I asked again about the applicant’s ex-husband’s involvement in politics. She said that he had been involved with the Maoist party when he was a student and he had told her he had been imprisoned, but she did not know why or for how long. I noted that she had also indicated that her husband had been involved in criminal activities. She said that the Maoist party had been illegal at the time he was involved and carried out illegal acts. She added that her ex-husband still had criminal connections in Nepal. When asked to clarify she said that she had paid money to an agent to help her with a visa application for Australia which had been unsuccessful. Her husband had put her in contact with a man to help her to get a refund of the fees paid to the agent. However, the man demanded a lot of money, so instead she went to the appropriate government department who detained the agent for a day, after which he refunded the money. She said that a school friend with contacts had arranged for her case to be handled by the department. She also had to pay the friend for that service.
The applicant confirmed that she and her husband were divorced. She said that he had never sought to reconcile with her after he left the family home and he had initiated the divorce proceedings. She said that they had always argued and she believed that he resented the fact that she was better educated than him.
I asked the applicant what arrangements had been made for the custody of her son when she and her husband divorced. She said that her husband had not asked for custody and there had been no agreement regarding custody. I advised her that it was my understanding that their custody arrangements would have been specified at the time of the divorce. She said that her husband had not requested custody and she was unaware of any such arrangements.
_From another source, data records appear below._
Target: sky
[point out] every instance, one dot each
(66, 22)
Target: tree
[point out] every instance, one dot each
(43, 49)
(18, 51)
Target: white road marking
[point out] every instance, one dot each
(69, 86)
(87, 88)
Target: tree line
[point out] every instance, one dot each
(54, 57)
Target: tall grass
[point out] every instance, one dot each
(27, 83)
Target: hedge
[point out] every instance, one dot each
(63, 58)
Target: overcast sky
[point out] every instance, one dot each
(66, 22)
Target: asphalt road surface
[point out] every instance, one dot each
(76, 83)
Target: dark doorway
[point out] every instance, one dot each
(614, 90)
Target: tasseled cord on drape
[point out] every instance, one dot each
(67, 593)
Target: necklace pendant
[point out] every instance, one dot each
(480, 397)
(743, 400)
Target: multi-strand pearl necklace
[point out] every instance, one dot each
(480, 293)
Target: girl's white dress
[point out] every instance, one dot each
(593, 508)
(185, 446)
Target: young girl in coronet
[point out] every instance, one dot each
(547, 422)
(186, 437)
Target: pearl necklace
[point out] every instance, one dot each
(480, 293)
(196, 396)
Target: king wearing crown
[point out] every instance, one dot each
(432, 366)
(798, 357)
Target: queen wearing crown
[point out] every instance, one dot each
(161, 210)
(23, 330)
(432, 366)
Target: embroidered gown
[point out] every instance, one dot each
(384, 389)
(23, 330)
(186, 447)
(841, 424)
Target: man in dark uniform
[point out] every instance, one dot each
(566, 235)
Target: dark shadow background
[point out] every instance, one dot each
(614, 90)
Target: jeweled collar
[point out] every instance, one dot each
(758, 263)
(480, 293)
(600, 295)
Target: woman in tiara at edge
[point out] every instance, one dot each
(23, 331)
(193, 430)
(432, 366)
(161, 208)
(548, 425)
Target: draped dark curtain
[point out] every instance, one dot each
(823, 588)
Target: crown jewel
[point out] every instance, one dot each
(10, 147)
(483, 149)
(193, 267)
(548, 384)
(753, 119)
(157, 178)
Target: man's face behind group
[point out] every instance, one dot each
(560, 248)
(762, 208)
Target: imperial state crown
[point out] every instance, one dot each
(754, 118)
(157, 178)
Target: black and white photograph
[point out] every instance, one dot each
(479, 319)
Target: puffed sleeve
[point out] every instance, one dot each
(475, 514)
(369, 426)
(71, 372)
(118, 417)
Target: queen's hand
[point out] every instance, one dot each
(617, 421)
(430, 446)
The applicant said that her husband remarried about a year ago. However, he was not divorced under Nepalese law which meant she could bring a case for financial compensation against him. When asked she confirmed that she could obtain a legal divorce from her husband in Nepal.
I asked the applicant if she or her son had had any contact with her husband after he left the home in 2014. She said that he had not had any contact with their son and apart from the times he came to her address in [suburb 1] and the telephone calls mentioned earlier she had only been in contact with him in October 2016 when he contacted her because he wanted to include their son in his application for residency in Australia. She refused to allow this. She confirmed that she had not had any contact with her husband since October 2016.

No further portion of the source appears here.